Survey Reveals People in Other Countries Buy Crypto With Different Objectives
Blockchain technology is becoming increasingly popular globally for a myriad of reasons. It is seen as a risky venture in more developed countries, with the potential for yielding significant returns for investors and provide life-changing wealth. Meanwhile, in Africa and, to a larger extent, other developing regions, investors have a different view of this owing to the numerous possibilities cryptocurrencies provide.
Despite the volatile nature of the crypto markets, investors from these regions know that with discipline and a defined plan, cryptocurrency offers them a gateway to a comfortable life for themselves and their loved ones.
The Unbanked Make-Up The Numbers
With 57% of the African population currently unbanked, data from a survey conducted by Luno shows that only 3% of crypto investors from the region do not have an investment plan.
About 69% of crypto investors in Kenya, Nigeria, and South Africa do so to secure their family’s wellbeing. 48% put money into crypto to afford education for their children, while 39% and 43% invest to purchase a home and leave a fund for their children/grandchildren respectively.

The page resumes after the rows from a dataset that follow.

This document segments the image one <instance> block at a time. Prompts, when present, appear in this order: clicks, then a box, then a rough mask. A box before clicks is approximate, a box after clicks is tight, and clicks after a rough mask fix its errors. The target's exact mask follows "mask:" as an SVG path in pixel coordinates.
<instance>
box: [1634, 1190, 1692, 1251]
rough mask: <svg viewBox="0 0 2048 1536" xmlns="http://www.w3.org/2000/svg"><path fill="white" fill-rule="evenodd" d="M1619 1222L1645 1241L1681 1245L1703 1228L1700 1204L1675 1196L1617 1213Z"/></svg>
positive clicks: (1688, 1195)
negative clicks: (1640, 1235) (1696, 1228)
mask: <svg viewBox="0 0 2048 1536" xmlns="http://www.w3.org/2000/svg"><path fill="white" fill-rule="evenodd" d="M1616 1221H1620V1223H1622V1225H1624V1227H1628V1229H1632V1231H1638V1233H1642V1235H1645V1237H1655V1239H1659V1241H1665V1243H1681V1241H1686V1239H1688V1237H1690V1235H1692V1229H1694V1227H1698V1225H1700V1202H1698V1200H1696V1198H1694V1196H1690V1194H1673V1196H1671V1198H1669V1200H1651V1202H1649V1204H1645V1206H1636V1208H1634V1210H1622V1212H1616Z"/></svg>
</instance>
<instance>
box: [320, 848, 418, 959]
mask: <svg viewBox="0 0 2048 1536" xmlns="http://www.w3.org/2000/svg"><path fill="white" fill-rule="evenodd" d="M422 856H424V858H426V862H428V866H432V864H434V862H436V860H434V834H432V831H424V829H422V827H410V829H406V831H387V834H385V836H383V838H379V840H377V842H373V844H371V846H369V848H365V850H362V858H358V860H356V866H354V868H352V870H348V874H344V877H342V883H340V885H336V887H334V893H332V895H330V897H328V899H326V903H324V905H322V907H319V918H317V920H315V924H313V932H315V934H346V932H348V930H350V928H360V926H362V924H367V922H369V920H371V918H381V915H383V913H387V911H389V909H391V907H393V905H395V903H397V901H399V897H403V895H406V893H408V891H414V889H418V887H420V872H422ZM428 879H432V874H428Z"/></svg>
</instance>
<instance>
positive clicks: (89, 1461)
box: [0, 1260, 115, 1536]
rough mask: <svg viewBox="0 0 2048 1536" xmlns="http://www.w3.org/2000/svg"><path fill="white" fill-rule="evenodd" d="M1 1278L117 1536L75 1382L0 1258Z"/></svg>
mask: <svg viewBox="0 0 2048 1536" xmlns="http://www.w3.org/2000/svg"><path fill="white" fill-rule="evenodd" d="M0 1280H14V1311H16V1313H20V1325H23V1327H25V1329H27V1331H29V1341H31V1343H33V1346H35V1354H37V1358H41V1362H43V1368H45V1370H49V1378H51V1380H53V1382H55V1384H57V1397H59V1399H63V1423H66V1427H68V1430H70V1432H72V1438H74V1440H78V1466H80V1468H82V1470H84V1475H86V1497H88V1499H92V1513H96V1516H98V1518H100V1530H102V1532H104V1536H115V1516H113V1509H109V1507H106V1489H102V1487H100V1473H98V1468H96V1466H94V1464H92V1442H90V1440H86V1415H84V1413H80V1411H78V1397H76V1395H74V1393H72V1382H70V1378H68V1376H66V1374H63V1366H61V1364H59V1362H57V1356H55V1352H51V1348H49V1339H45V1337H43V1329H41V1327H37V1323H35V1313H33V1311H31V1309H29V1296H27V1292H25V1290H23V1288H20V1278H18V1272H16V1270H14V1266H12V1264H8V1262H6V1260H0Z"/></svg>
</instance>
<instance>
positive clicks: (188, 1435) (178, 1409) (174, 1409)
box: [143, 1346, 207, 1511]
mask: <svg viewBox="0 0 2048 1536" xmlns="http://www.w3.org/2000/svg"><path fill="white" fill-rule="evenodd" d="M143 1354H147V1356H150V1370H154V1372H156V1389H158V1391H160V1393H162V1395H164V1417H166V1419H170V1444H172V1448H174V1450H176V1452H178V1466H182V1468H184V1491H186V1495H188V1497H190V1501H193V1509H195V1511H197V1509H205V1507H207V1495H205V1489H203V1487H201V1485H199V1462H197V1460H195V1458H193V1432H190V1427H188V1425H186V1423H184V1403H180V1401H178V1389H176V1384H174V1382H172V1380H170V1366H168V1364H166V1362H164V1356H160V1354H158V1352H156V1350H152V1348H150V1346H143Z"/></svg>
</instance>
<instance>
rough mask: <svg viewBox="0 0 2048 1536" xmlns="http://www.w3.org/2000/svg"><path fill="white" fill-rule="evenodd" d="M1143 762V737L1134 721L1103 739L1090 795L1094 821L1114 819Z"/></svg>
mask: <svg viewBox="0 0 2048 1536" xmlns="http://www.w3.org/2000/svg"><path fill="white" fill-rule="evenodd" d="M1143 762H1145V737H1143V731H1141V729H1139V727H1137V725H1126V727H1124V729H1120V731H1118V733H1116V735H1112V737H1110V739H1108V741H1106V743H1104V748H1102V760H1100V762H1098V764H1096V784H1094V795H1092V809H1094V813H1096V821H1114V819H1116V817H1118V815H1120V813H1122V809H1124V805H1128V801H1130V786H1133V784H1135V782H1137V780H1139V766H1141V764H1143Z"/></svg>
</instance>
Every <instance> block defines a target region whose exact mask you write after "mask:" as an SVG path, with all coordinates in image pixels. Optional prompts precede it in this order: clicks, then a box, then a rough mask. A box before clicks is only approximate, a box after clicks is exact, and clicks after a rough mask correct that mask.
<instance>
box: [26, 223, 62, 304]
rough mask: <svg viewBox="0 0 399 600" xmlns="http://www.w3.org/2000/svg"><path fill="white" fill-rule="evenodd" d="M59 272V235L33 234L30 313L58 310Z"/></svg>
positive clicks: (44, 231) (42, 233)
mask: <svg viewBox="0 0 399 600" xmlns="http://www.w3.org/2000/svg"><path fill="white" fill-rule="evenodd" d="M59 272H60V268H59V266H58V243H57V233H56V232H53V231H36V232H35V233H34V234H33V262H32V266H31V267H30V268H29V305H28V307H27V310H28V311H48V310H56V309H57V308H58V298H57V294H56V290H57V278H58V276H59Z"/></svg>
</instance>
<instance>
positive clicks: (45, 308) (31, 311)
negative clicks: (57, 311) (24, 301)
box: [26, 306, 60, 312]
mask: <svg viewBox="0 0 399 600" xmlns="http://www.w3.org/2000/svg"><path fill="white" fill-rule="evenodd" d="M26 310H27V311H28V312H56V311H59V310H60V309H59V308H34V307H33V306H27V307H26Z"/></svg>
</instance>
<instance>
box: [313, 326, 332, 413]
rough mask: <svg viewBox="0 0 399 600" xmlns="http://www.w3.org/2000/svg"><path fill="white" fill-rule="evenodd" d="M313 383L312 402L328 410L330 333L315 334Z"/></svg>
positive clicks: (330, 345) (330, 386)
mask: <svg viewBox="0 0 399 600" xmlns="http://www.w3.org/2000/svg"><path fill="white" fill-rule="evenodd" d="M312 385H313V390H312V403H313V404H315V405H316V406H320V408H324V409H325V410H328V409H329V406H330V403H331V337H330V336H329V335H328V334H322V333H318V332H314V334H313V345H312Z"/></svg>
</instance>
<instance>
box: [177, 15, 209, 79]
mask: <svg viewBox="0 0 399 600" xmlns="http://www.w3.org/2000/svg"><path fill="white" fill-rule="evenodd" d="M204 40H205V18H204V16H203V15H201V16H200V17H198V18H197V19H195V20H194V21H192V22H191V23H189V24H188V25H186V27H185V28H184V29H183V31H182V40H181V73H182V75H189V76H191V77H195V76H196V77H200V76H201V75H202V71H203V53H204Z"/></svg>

Other countries involved in the survey had varying priorities as well. About 41% of Australian respondents chose to invest in property. Indonesia, Malaysia, and the UK had 49%, 57%, and 36% of investors using the investments to build their pension pots.
A lot of Africans have turned to digital assets as a means of livelihood. This explains why the crypto market has been adopted widely in the region. Data from Usefultulip shows tremendous growth so far, and from many indications, this may not slow down any time soon.
African Countries Have The Greatest Adoption Rates
Looking at the data reveals that Nigeria, South Africa, Kenya and Ghana have continued to top the charts in terms of total volume traded on two peer-to-peer platforms (Paxful and Localbitcoins). As of last month, these figures stood at 9.3, 1.8, 4.7, and 2.8 million USD respectively. Nigeria has maintained its dominance on this list due to the looming economic hardship and high inflation that currently plagues the country.
Meanwhile, remittances have proved to be another area with a wide gap in developing countries. According to the World Bank, the cost of transferring an equivalent of $200 to sub-Saharan Africa is 9.3%. This fee is a far cry from what is obtainable in other regions. In Russia, Central Asia, and Southeast Asian countries, money transfers only cost 1.3% to 1.7% of the total amount to be sent.
Millennials Lead The Way
A close look at the demographic that invests and supports Bitcoin and cryptocurrencies reveals young adults between 18 and 44. A YouGov poll has revealed that from a pool of 4,912 US citizens, 27% favor using Bitcoin as a legal tender. It is worth stating that 80% of this group are young adults.
In most cases, these takes tend to be lower for young adults, thereby increasing their risk appetite. This makes them more inclined to emerging fields like cryptocurrency. Also, millennial households have become the highest earners in the US. Their favorable disposition to Bitcoin would see them invest in it for the long term to help cater to their families’ needs and add to their retirement funds.
Among all the regions needing to adopt cryptocurrency, the sub-Saharan area appears to be at the forefront. Whether or not the trend continues, this development sheds light on the growing use case of digital assets worldwide.